O’Shea: As a storyteller, how frustrating is it when you see customers buying mainstream comics that you know are poorly written or drawn or edited? You can’t turn away a customer, of course, as a employee of a retailer, you want that sale to happen. But as a creator is it sometimes maddening to see some poorly constructed multi-crossover event become a best-seller (granted, a best-seller that helps keeps you paid, I must concede)?

Delsante: It’s my own personal policy to never talk someone out of buying something, or, in some cases, to talk them into buying something I believe in. It’s not my place to say that something is poorly written, at least, not publicly. I’ve never seen the movie, Days of Thunder, but in seeing the commercials for it, I remember Tom Cruise say something like, “I wont take anyone’s word for what I can do with a car.” I adopt that as my own; I wont take anyone’s word for what I can do with a script. I say that because, yes, I’m guilty of looking at some of my peers’ work or some of the guys people consider “great” and think or know that I can do better, if only given the chance. I’m getting to the point in my life, in my career, where I now don’t care about being given the chance, I’m just going to do it and damn the torpedoes. I’m all about making my own chances. The fantasy of being “discovered” behind the register of the comic store is long gone. Did that already. I’m still trying to shake people’s perceptions of me based on my occupation, and that’s proving difficult.

O’Shea: You’ve done work for Marvel, DC, Dynamite, Speakeasy, and now AdHouse, so you seem somewhere between the mainstream and indie market, to a certain extent. Where do you see yourself?

Delsante: I don’t know. One of the guys I work with, Nick, said very matter of factly, “Neither side can claim you as their own,” and I suppose that’s true. I don’t really fit in with either. My goal in comics is to write the stories I want to read. If that alienates me from someone, a reader, a retailer, whoever, then that’s a shame. I tend to think that people would like to read what I write, but I hope that my “gray” area doesn’t turn them off. I really can’t help that; I take the work that’s offered, or now, I take the work I want to do.

O’Shea: On the creative horizon, what can you tell me about your next two projects (The Fist of Dracula and RetroFix)?

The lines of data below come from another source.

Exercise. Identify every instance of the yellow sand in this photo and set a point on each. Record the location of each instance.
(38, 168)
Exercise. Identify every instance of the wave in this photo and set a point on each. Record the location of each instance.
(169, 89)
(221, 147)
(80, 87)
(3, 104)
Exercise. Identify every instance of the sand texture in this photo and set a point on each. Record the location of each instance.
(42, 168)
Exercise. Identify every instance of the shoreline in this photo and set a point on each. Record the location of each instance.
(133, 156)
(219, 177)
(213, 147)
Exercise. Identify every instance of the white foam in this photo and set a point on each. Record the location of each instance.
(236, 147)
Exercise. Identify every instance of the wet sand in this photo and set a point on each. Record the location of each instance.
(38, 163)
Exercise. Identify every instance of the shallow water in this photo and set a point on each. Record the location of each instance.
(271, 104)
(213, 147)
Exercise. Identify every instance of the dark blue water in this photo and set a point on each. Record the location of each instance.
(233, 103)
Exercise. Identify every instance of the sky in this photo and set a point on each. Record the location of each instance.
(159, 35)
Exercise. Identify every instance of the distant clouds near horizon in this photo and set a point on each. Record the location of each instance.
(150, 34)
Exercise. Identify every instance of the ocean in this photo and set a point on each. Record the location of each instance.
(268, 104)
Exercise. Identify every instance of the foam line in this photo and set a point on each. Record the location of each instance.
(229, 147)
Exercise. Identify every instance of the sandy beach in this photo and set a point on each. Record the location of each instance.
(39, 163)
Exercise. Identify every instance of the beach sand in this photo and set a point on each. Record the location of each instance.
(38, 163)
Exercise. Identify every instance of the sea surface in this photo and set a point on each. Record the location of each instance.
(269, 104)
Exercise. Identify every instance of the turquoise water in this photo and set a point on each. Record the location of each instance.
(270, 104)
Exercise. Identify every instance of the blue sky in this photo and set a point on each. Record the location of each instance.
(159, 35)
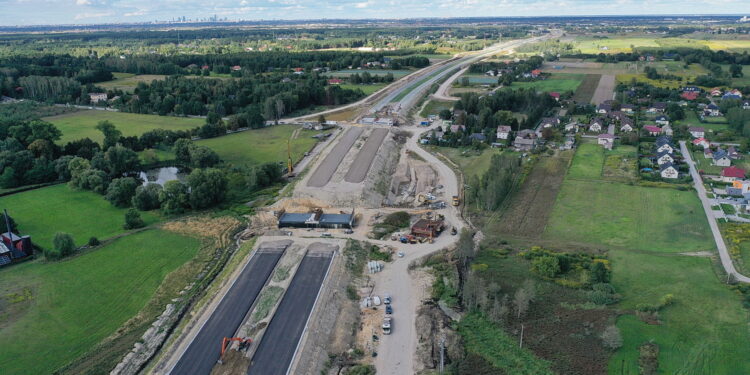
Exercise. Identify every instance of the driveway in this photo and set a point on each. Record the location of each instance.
(726, 260)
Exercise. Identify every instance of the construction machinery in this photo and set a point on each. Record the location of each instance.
(244, 343)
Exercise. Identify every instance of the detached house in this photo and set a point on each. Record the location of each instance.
(697, 131)
(701, 142)
(652, 130)
(667, 170)
(503, 132)
(662, 120)
(721, 158)
(664, 157)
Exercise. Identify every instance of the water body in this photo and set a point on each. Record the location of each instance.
(162, 175)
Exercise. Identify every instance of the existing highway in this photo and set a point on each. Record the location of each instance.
(279, 343)
(204, 351)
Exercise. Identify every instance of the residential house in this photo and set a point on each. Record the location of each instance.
(731, 174)
(733, 153)
(721, 158)
(652, 130)
(479, 137)
(607, 140)
(549, 122)
(664, 157)
(657, 107)
(596, 125)
(712, 110)
(503, 132)
(697, 131)
(662, 120)
(667, 170)
(458, 128)
(701, 142)
(524, 144)
(96, 97)
(664, 143)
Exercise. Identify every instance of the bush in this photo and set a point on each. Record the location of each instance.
(133, 219)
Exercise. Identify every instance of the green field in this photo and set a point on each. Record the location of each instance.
(557, 82)
(72, 305)
(127, 81)
(43, 212)
(367, 89)
(703, 332)
(82, 124)
(629, 217)
(587, 162)
(261, 145)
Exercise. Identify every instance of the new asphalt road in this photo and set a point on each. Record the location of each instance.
(201, 356)
(279, 343)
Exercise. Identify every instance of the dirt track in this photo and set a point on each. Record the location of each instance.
(361, 165)
(328, 166)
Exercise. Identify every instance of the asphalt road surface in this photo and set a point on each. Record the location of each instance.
(201, 356)
(279, 343)
(328, 166)
(726, 259)
(362, 163)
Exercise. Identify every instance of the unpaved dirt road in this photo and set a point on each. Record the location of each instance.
(362, 163)
(330, 164)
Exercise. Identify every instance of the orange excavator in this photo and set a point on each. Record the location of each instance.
(244, 343)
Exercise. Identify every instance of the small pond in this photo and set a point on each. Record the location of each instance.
(162, 175)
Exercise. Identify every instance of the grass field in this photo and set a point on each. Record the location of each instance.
(127, 81)
(261, 145)
(631, 217)
(433, 107)
(376, 72)
(82, 124)
(43, 212)
(367, 89)
(703, 332)
(586, 89)
(587, 162)
(72, 305)
(557, 82)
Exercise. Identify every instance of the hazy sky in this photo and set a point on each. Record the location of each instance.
(26, 12)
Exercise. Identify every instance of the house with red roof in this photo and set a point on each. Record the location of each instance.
(730, 174)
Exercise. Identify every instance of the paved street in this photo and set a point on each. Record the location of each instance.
(726, 260)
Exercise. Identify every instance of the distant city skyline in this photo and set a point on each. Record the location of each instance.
(55, 12)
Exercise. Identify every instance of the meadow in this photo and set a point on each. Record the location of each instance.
(557, 82)
(82, 124)
(43, 212)
(260, 146)
(61, 310)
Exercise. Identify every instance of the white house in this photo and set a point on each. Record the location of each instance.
(667, 170)
(697, 131)
(664, 157)
(503, 132)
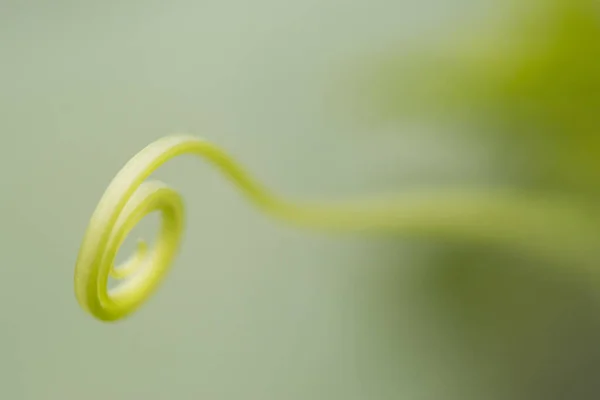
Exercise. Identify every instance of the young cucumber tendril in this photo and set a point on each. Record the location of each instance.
(490, 215)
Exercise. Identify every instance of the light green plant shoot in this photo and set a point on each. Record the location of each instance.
(491, 215)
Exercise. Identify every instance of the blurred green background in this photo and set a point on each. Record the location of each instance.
(256, 310)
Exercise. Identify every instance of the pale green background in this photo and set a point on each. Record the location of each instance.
(252, 310)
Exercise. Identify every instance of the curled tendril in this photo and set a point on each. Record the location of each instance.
(489, 215)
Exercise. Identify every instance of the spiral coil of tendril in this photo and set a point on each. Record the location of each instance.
(486, 215)
(126, 201)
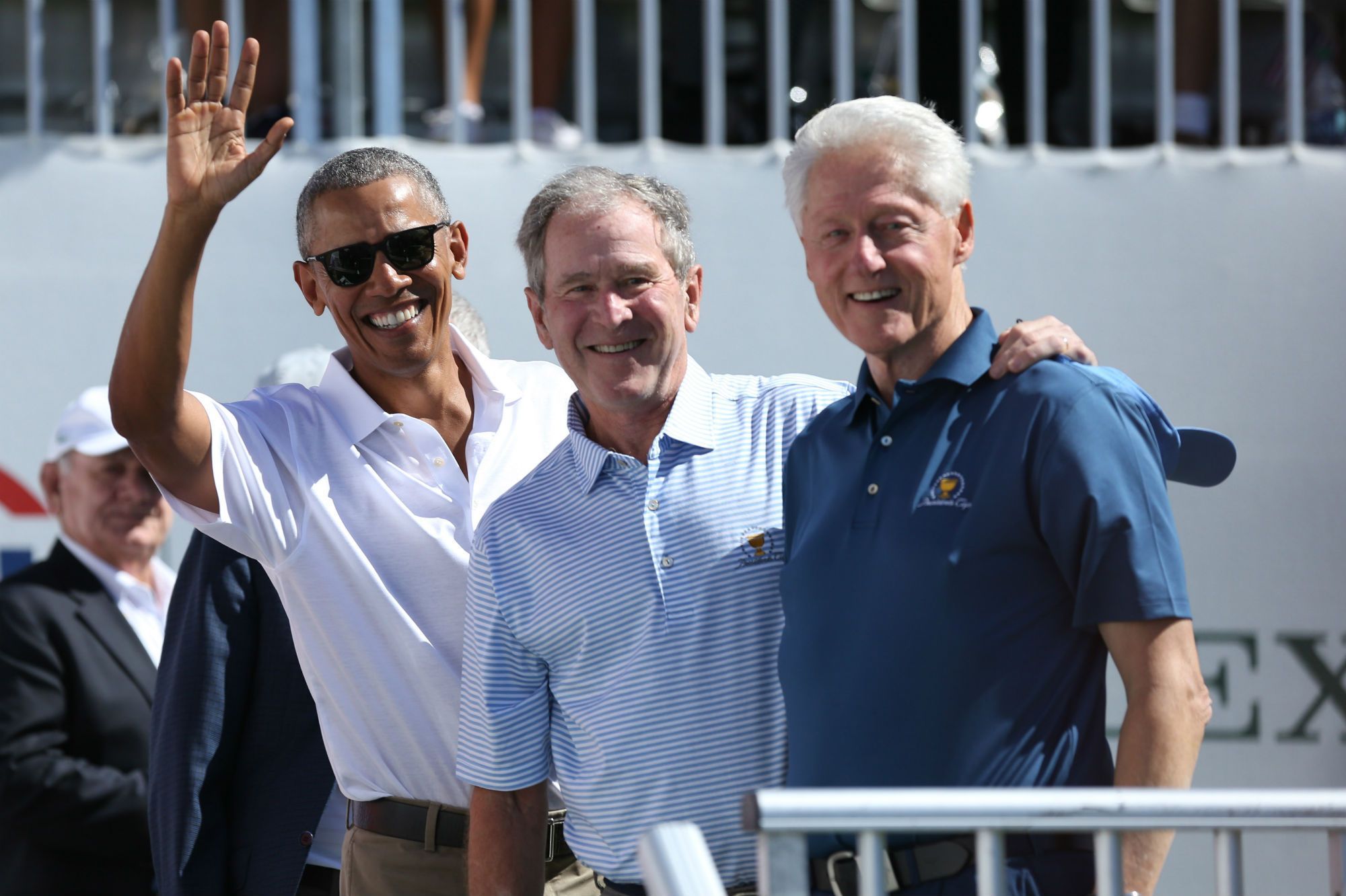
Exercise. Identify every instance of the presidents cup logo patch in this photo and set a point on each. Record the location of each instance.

Delsante: Fist of Dracula is, to my knowledge, the only pulp retelling of the Dracula story, and that might be a bit bold and presumptuous. How it came about was…I wanted to work on a public domain character because I was tired of creating my own only to see that someone is publishing a similar character. That’s just frustrating. And while there are many different versions and iterations of Dracula out there, I think this one is wholly unique. I’m developing this right now with my Before They Were Famous: Babe Ruth artist, Andres Vera Martinez. We don’t have a publisher yet, but we’re getting a lot of the preliminary work done. We figure it’ll be 200 pages, so we’d like to go OGN rather than issue by issue. We’ll see.

RetroFix is another attempt to do public domain characters, but this time, super heroes. If you read Project Superpowers, then you’ll find this to be 360 degrees opposite. This is about taking these characters, updating them rather than keeping them the same (or similar). I’m taking the basic premise of the character, sometimes just the name, and reimagining them for today’s audience. I’ll be doing 8 page introductory stories for each character, and giving it away for free on my website. I’m good like that. Some of the artists involved are Rachel Freire, Attila Adorjany, Rick Lacy, and when he gets a free minute, I’m hoping to rope in Khary Randolph. It’s just for fun, but maybe something will come out of it.

I’m also doing a book called Stray which is about a sidekick who has to grow up and possibly take over his mentor’s mantle. Now, I only mention this one because it’s kind of fascinating, if you’ve tracked my career (and really, who has time for that?). Everyone who knows me knows that I’ve tried and tried to convince DC to let me write Nightwing more than once. This is the first time I’ve ever changed an old pitch or concept to suit my own characters. Let that be a lesson; no idea goes wasted in the Delsante house.